WPA2 & WPA3: The New, The Changed, The Future
The Wi-Fi Alliance announced three enhancements to extend the effectiveness of WPA2. They also revealed four key features of WPA3 designed to both simplify and advance Wi-Fi security: Simultaneous Authentication of Equals, Opportunistic Wireless Encryption, Device Provisioning Protocol, and optional 192-bit encryption.
In a double-tap move, the Wi-Fi Alliance has announced enhancements to the WPA2 protocol and more details about its eventual successor, WPA3. Others discussing this announcement have alluded to the WPA/WPA2 vulnerabilities revealed last year at the Black Hat USA Conference and more widely in October 2017. The truth is that WPA2 was introduced 14 years ago. Not only is it “getting long in the tooth,” but with quantum computers on the horizon, there is a real need for a fully tested and implemented quantum-safe cryptography.
The first new feature of WPA3 is a new handshake that is designed to prevent dictionary attacks on pre-shared key security modes. Don’t worry, the fine people who work at Webster’s do not have to go into WitSec. A dictionary attack is based on trying all the strings in a pre-arranged listing. Software that aids in cracking hashes include colorful examples such as Cain and Abel, John the Ripper, and L0phtCrack. Previous techniques to thwart dictionary attacks have included requiring complex passwords and using a salt. By adopting Simultaneous Authentication of Equals (SAE), WPA3 will protect users with passwords that do not meet typical complexity requirements, making pre-shared key modes secure, while keeping them easy-to-use.

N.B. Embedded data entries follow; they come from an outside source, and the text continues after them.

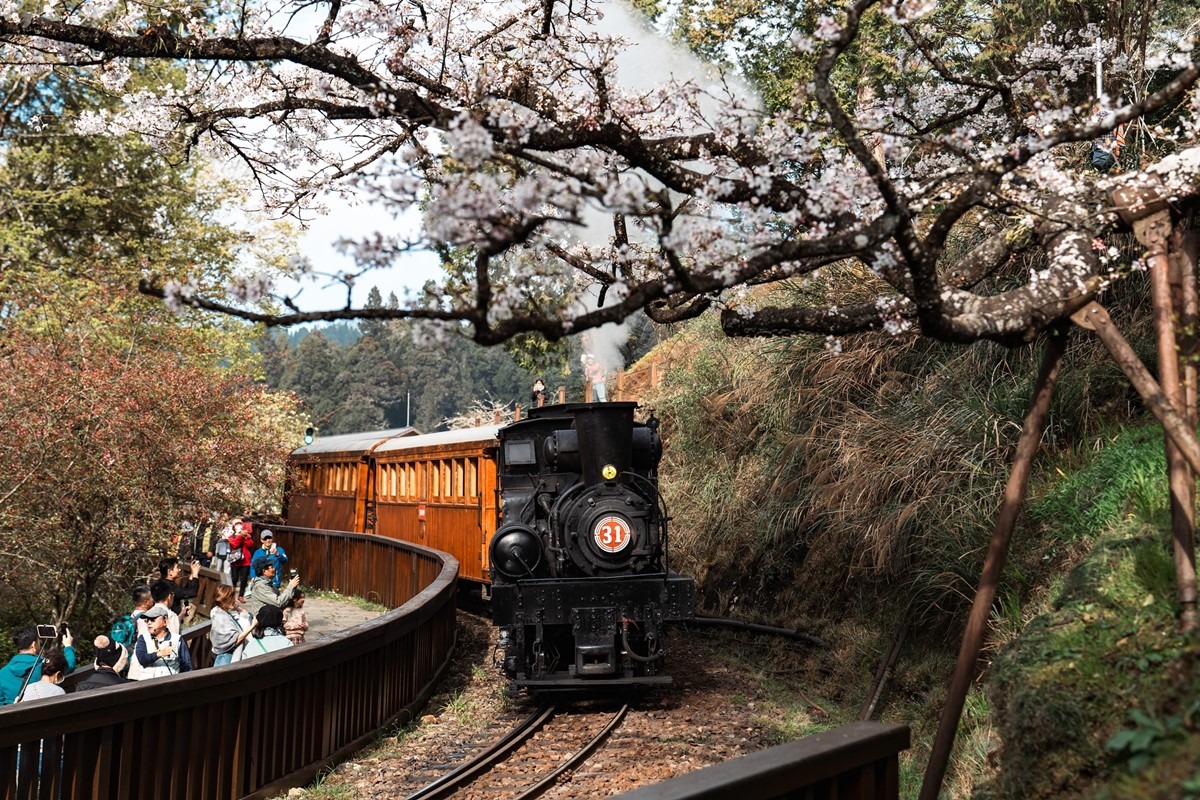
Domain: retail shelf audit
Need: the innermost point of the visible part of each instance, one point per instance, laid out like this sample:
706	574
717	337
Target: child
295	623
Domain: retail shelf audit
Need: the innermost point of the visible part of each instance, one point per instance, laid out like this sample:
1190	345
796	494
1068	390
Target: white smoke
649	60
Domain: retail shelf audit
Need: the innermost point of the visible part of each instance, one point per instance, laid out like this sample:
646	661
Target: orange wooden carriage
437	489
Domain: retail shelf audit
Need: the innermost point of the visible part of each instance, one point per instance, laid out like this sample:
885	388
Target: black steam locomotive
580	583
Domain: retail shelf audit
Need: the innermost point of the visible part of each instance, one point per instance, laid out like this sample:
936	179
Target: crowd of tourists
255	612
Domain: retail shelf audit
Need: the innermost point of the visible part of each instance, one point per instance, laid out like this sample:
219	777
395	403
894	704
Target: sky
648	60
355	218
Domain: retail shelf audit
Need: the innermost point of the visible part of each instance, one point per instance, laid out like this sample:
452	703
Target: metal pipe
1153	232
1095	318
997	552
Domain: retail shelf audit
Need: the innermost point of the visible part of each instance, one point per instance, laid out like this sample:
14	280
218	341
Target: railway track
531	758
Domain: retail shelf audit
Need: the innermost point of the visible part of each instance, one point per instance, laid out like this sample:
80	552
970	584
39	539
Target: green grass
358	602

The second feature is designed to provide a simple way for public and guest WLANs to be encrypted and secure without the need for a personal VPN. A “new” encryption, Opportunistic Wireless Encryption (OWE), is based on RFC8110. Without a pre-configured password, client devices and access points will be able to create a one-time use Pairwise Master Key (PMK), replacing the most common current use of “Open” wireless security.

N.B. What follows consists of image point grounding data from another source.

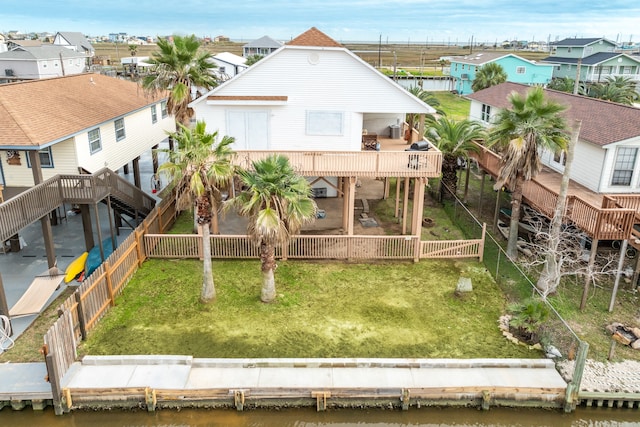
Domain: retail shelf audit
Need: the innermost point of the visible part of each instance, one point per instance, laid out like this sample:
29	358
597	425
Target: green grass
322	310
455	106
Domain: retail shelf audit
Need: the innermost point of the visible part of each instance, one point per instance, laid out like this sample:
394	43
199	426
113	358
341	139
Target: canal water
308	417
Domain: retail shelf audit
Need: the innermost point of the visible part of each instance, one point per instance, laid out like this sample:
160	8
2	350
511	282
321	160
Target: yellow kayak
75	268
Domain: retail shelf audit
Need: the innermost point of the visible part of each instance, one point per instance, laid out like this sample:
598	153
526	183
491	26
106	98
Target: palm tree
455	140
533	122
181	68
199	168
278	203
488	75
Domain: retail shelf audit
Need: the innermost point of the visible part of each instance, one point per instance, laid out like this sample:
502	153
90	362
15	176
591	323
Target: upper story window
624	165
485	116
46	159
95	144
119	125
163	109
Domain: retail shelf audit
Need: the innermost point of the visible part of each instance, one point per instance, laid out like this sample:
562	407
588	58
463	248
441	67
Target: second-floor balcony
391	160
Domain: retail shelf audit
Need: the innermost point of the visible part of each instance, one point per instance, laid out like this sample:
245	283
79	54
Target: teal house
519	70
596	58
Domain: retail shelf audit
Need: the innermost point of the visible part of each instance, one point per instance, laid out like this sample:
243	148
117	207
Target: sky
411	21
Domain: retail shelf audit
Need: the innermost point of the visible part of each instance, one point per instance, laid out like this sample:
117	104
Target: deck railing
372	164
31	205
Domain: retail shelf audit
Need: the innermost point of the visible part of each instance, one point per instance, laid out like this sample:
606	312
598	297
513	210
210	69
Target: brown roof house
606	156
81	122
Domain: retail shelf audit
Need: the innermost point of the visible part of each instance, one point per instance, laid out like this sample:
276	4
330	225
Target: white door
250	128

The third feature is optional and designed to secure IoT devices, most of which have limited or no display interface. The new Device Provisioning Protocol will provide a simple and secure way to add these devices to a Wi-Fi network.
The fourth feature is an optional 192-bit security suite. This is a cryptographic strength enhancement. The feature is aligned with the Commercial National Security Algorithm (CNSA) Suite and designed to maintain data integrity on networks requiring the highest security, even in a post-quantum computer era.
As the Wi-Fi Alliance has stated, “WPA2 will continue to be deployed in Wi-Fi CERTIFIED devices for the foreseeable future, and all devices supporting WPA3 will continue to work with WPA2 devices. Wi-Fi CERTIFIED for both WPA2 and WPA3 validates recommended security practices as the security landscape changes.”